PKD will be diagnosed in at-risk people with a family history of the condition if:
Patient age
Number of cysts found on ultrasound
15-39 years
At least 3 (in total)
40-59 years
At least 2 in each kidney
< 60 years
At least 4 in each kidney
(Kidney Health Australia 2019)
Treatment for Polycystic Kidney Disease
There is no cure for PKD, but early detection and management can help to reduce the risk of complications (Better Health Channel 2017).
Typically, first-line treatment involves slowing the growth of cysts via lifestyle management and modification (e.g. regular exercise, smoking cessation, dietary changes), along with controlling blood pressure. In some cases, these are the only interventions needed (Kidney Health Australia 2019).
Other interventions may include:
Antihypertensive medicine to manage hypertension
Draining cysts to relieve pain
Fluids, analgesia, antibiotics and rest to treat haematuria
Antibiotic treatment for any urinary tract infections
Medicine (tolvaptan) to slow the progression of cysts (for adults with rapidly progressing ADPKD)
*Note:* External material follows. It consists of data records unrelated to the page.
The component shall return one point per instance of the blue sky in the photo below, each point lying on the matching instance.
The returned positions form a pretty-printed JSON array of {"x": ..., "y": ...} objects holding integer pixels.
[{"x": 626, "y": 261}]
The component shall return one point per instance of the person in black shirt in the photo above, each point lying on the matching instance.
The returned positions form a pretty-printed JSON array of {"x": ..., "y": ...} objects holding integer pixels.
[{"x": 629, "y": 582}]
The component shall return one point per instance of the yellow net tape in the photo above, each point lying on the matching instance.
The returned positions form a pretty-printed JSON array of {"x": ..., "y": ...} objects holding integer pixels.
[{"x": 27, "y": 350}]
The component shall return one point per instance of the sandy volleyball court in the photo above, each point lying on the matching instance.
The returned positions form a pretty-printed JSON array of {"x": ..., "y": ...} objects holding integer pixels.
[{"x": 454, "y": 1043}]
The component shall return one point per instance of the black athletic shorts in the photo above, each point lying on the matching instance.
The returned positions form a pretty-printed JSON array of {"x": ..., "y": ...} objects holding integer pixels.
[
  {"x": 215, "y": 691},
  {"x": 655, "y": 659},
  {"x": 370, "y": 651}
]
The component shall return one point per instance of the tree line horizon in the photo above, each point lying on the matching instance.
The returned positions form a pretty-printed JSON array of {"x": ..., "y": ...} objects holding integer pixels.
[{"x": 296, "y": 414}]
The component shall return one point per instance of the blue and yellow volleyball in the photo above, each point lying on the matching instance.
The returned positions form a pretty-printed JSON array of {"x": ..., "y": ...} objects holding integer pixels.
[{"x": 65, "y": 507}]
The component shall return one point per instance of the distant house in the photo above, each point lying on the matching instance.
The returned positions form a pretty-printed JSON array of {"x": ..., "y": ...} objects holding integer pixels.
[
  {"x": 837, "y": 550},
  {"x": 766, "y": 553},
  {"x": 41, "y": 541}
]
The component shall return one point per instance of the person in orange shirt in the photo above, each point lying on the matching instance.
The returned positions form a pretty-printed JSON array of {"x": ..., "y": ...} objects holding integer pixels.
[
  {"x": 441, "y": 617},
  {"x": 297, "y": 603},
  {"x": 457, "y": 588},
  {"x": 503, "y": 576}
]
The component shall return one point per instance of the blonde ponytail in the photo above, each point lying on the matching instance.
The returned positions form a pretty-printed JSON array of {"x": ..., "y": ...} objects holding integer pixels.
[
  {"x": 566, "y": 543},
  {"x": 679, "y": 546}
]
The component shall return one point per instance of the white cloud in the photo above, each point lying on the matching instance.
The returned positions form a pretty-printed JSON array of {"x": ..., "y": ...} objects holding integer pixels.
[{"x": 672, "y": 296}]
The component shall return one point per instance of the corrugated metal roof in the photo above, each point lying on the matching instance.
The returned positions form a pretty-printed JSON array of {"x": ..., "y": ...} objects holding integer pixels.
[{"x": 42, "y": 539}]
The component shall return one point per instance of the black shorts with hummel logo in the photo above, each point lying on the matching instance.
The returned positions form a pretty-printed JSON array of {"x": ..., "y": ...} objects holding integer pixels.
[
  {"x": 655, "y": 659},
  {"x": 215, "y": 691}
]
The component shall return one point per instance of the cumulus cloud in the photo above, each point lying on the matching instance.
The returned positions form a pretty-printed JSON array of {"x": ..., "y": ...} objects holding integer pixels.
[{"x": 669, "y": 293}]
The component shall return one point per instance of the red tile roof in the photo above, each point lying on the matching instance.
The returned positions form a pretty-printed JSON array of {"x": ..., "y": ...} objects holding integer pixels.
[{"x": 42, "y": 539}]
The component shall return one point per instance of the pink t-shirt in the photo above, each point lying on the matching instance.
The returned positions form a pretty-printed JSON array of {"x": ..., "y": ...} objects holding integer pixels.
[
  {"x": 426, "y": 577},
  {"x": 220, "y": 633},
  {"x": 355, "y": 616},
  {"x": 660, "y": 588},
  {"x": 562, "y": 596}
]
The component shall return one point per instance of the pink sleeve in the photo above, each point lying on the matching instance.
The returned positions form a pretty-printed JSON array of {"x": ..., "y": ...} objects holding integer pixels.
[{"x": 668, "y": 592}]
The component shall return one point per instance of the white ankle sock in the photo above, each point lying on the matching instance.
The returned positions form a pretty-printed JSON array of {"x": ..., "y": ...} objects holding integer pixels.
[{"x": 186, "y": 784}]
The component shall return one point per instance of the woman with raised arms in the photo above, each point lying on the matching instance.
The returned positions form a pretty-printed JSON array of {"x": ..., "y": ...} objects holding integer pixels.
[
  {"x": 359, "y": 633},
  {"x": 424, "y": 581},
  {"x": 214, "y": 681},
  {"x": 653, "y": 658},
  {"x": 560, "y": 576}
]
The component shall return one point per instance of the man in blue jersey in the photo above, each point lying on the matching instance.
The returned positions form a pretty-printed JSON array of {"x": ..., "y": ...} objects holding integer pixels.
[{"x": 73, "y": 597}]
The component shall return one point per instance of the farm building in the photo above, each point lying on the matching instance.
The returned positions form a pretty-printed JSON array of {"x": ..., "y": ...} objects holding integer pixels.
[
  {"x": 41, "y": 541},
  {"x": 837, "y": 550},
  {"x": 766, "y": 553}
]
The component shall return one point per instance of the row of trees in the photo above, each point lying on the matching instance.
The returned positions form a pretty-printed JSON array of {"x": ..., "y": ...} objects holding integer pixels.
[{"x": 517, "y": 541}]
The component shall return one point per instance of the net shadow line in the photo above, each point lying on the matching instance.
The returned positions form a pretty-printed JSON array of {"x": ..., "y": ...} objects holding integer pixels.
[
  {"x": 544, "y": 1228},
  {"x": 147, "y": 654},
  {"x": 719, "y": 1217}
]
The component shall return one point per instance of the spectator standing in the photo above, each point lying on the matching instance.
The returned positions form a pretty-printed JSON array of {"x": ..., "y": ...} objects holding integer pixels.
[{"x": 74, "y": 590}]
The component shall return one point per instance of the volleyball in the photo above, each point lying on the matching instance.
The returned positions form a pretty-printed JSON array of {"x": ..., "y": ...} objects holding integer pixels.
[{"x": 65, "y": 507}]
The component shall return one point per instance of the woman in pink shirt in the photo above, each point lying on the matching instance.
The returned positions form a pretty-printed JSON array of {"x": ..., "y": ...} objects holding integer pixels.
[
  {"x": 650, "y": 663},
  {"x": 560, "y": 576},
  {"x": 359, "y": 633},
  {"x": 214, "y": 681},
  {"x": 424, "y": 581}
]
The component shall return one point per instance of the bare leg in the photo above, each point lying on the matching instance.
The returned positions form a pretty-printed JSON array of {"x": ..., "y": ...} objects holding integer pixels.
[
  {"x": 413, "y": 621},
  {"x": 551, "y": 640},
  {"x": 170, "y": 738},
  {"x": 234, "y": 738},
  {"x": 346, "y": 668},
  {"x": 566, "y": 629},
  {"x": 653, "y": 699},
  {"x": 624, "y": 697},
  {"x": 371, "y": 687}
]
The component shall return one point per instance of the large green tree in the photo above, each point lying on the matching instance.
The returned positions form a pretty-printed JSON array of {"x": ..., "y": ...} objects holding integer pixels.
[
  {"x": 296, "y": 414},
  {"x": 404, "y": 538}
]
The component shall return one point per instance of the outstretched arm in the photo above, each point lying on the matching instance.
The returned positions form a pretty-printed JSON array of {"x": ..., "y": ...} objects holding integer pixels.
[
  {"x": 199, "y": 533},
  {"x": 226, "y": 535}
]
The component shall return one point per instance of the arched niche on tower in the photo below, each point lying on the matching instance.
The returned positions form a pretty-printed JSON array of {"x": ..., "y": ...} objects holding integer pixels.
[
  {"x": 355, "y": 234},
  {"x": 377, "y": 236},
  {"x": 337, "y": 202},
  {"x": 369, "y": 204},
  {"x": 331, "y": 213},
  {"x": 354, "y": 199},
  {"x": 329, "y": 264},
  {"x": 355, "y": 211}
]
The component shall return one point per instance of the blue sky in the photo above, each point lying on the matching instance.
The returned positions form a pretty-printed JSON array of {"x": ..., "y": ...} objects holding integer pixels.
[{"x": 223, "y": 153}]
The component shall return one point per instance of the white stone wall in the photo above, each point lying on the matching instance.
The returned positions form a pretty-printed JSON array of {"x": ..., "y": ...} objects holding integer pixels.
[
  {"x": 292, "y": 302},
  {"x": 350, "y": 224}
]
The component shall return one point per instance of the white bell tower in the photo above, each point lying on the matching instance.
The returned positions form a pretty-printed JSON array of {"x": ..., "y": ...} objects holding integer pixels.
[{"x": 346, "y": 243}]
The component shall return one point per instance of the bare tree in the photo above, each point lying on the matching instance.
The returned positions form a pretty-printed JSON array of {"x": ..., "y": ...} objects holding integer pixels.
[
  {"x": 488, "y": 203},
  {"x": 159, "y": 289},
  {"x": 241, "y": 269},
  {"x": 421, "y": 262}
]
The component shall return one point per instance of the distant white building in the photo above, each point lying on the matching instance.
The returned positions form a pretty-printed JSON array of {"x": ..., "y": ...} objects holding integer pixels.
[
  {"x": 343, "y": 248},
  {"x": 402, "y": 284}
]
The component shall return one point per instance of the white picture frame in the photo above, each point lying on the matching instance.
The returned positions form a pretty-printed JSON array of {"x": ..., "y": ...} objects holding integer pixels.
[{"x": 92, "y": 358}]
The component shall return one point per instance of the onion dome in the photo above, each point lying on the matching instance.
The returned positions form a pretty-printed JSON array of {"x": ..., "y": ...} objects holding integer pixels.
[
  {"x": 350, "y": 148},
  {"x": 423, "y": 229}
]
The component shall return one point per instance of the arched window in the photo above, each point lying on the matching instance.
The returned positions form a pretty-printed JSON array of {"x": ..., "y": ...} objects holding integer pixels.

Dialysis or a kidney transplant to treat kidney failure
Psychological support to help manage feelings of sadness and anxiety associated with a PKD diagnosis
Avoiding contact sports if the kidneys, liver, spleen or abdomen are enlarged, as these organs could potentially be injured if hit.
(Kidney Health Australia 2019; Better Health Channel 2017)
Patients should also be advised to avoid taking non-steroidal anti-inflammatory drugs (NSAIDs) as they can potentially worsen kidney function (Better Health Channel 2017).